Lady Emily Lutyens, convertie à la théosophie par Madame Guillaume Mallet et par Annie Besan, présidente de la société théosophique, fit plusieurs séjours au Bois des Moutiers et dans « la maison des Communes » réalisée, elle aussi par Edwin Lutyens, pour la fille de Guillaume Mallet. Le mystique indien, Jiddu Krishnamurti (1895-1986), considéré comme le grand instructeur Spirituel et grand philosophe Indien y résida également à plusieurs reprises.
La guerre de 1939 devait bouleverser les conditions de vie du Bois des Moutiers. La propriété fut réquisitionnée. Quelques années plus tard décédait à l’âge de 85 ans Guillaume Mallet, le créateur du domaine. Son fils André, et Mary son épouse, revinrent s’installer au Bois des Moutiers en 1954.
Est-il besoin d’évoquer la complexité est l’immensité des travaux qui furent nécessaires pour mener à bien la remise en état des constructions et du parc après tant d’absence ? Tout comme un tableau, une sculpture, une composition musicale, le Bois des Moutiers est une œuvre d’art : mais c’est une œuvre vivante. C’est notamment une célébration de la vie végétale, avec son pouvoir de création de croissance, de renouvellement, d’adaptation aux saisons, mais aussi avec ses fragilités devant les risques toujours menaçant d’intempéries imprévisibles. Ce peut être une période pluvieuse suivie de plusieurs mois de sécheresse, ou la tempête dévastatrice qui décimera un bois entier. Entretenir le Bois des Moutiers est l’œuvre quotidienne à laquelle s’adonnait dès l’origine son créateur et qui a été reprise par ses descendants avec la fidélité aux principes et aux méthodes appliqués pendant plus d’un siècle.
En dehors des travaux de réparation et des aménagements divers, d’importantes mesures de conservation, d’adaptation, d’amélioration ont été décidées tout au long des années par la famille.
En 1975, le parc a été classé, et les façades de la maison figurent désormais à l’inventaire des monuments historiques.
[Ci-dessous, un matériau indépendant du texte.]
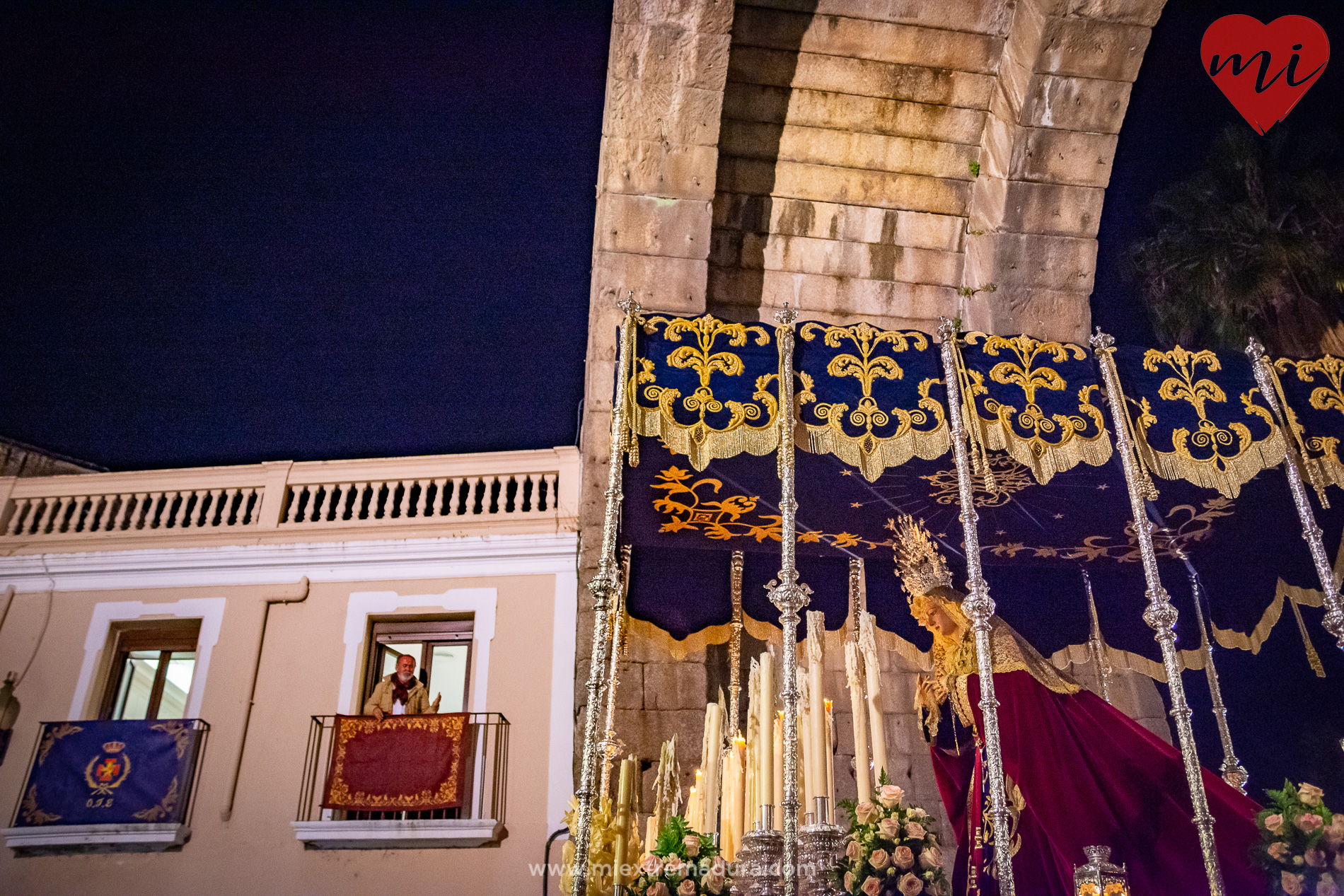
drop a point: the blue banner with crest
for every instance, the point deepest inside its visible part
(110, 773)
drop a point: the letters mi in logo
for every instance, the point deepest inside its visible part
(107, 770)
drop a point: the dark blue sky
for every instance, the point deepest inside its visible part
(231, 234)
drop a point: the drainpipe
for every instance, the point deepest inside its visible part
(294, 594)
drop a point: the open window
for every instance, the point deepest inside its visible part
(443, 652)
(151, 670)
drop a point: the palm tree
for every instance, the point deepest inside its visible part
(1253, 245)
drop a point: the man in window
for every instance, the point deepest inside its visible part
(401, 694)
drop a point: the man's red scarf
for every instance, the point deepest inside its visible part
(402, 692)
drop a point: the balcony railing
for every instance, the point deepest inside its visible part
(519, 491)
(479, 821)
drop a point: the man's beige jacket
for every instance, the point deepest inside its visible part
(417, 703)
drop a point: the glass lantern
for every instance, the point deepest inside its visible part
(1100, 878)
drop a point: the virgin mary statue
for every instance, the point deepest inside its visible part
(1078, 773)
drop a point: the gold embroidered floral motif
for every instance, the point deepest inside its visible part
(164, 806)
(1321, 452)
(921, 431)
(53, 735)
(702, 440)
(30, 812)
(1215, 457)
(1048, 443)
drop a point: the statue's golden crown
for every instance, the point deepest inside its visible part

C’est depuis 1970 le grand public français et étranger, notamment britannique, qui non seulement admire l’exceptionnel ensemble architectural et naturel mais, en cheminant à travers les multiples allées du parc, en jouissant du calme, du dépaysement, de la beauté des sites et de l’atmosphère incomparable ; offre aux créateurs le plus bel hommage d’admiration et de reconnaissance.